OPHTHALMOLOGY PRACTICE 

Year : 1997  Volume
: 45
 Issue : 2  Page : 119123 

Confidence with confidence intervals
R Thomas, A Braganza, LM Oommen, J Muliyil
Schell Eye Hospital, Department of Ophthalmology, Christian Medical College, Vellore, India
Correspondence Address: R Thomas Schell Eye Hospital, Department of Ophthalmology, Christian Medical College, Vellore India
Source of Support: None, Conflict of Interest: None  Check 
PMID: 9475032
When considering the results of a study that reports one treatment to be better than another, what the practicing ophthalmologist really wants to know is the magnitude of the difference between treatment groups. If this difference is large enough, we may wish to offer the new treatment to our own patients. Even in well executed studies, differences between the groups (the sample) may be due to chance alone. The "p" value is the probability that the difference observed between the groups could have occurred purely due to chance. For many ophthalmologists assessing this difference means a simple look this "p" value to convince ourselves that a statistically significant result has indeed been obtained. Unfortunately traditional interpretation of a study based on the "p" value at an arbitrary cutoff (of 0.05 or any other value) limits our ability to fully appreciate the clinical implications of the results. In this article we use simple examples to illustrate the use of "confidence intervals" in examining precision and the applicability of study results (means, proportions and their comparisons). An attempt is made to demonstrate that the use of "confidence intervals" enables more complete evaluation of study results than with the "p" value. Keywords: Confidence Interval, p value
How to cite this article: Thomas R, Braganza A, Oommen L M, Muliyil J. Confidence with confidence intervals. Indian J Ophthalmol 1997;45:11923 
How to cite this URL: Thomas R, Braganza A, Oommen L M, Muliyil J. Confidence with confidence intervals. Indian J Ophthalmol [serial online] 1997 [cited 2020 May 31];45:11923. Available from: http://www.ijo.in/text.asp?1997/45/2/119/15004 
Most ophthalmology journals rightly insist on appropriate statistical analysis of data submitted for publication.

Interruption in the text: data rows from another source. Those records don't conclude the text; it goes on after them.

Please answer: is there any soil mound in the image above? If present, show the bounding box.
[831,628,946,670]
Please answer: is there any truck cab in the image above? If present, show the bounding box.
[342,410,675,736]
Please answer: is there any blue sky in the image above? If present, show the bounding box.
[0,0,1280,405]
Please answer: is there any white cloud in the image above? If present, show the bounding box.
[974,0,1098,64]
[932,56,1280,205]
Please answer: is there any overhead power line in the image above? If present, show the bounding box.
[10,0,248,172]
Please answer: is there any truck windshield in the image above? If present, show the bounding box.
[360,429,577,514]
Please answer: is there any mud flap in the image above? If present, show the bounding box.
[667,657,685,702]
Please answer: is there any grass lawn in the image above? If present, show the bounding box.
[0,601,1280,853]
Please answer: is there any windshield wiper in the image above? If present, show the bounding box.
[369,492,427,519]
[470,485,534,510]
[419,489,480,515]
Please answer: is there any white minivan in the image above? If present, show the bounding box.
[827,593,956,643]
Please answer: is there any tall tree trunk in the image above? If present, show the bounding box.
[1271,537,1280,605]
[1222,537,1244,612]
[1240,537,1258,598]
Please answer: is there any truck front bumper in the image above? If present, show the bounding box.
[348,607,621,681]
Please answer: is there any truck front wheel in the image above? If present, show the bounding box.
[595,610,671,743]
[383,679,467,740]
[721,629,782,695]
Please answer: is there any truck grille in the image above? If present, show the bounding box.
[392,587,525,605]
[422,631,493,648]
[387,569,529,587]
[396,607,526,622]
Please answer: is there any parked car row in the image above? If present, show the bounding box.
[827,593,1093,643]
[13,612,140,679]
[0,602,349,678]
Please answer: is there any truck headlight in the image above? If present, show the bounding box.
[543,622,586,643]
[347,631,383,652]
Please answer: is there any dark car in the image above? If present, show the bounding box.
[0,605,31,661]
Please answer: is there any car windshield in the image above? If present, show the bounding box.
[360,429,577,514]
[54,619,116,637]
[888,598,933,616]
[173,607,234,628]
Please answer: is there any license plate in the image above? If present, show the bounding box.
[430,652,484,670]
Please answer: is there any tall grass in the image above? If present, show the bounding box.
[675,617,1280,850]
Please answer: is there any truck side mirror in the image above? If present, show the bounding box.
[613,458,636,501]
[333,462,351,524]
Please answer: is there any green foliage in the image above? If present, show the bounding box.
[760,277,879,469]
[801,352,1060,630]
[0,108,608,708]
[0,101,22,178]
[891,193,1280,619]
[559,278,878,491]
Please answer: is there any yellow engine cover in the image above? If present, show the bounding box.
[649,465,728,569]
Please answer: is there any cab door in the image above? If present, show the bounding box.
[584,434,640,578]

It would be nice to just read (and apply) the conclusions section, but as clinicians we are sometimes forced to interpret the statistics ourselves. The easiest way is to abdicate and look at the allimportant "p" value indicating statistical significance, and assume that it must also indicate clinical significance. The "p" value, however is only a statistical measure indicating the probability that the observed result could have occurred due to chance alone. Thus a "p" value < 0.05 merely indicates that the result in question has a less than 5% probability of having occurred due to chance. Traditionally we decide that a result is significant if this probability is less than 5%. However, when such a decision may change the way we treat our patients, the more responsible way is to ask how sure can we be about this "p" value? Life usually has no simple "Yes" or "No" answers and is unfortunately full of imprecision; statistical tests (including "p" values) are no exception. Before we believe the "p" value in an article, a responsible ophthalmologist would want to know the imprecision associated with data collection. This could alter our interpretation.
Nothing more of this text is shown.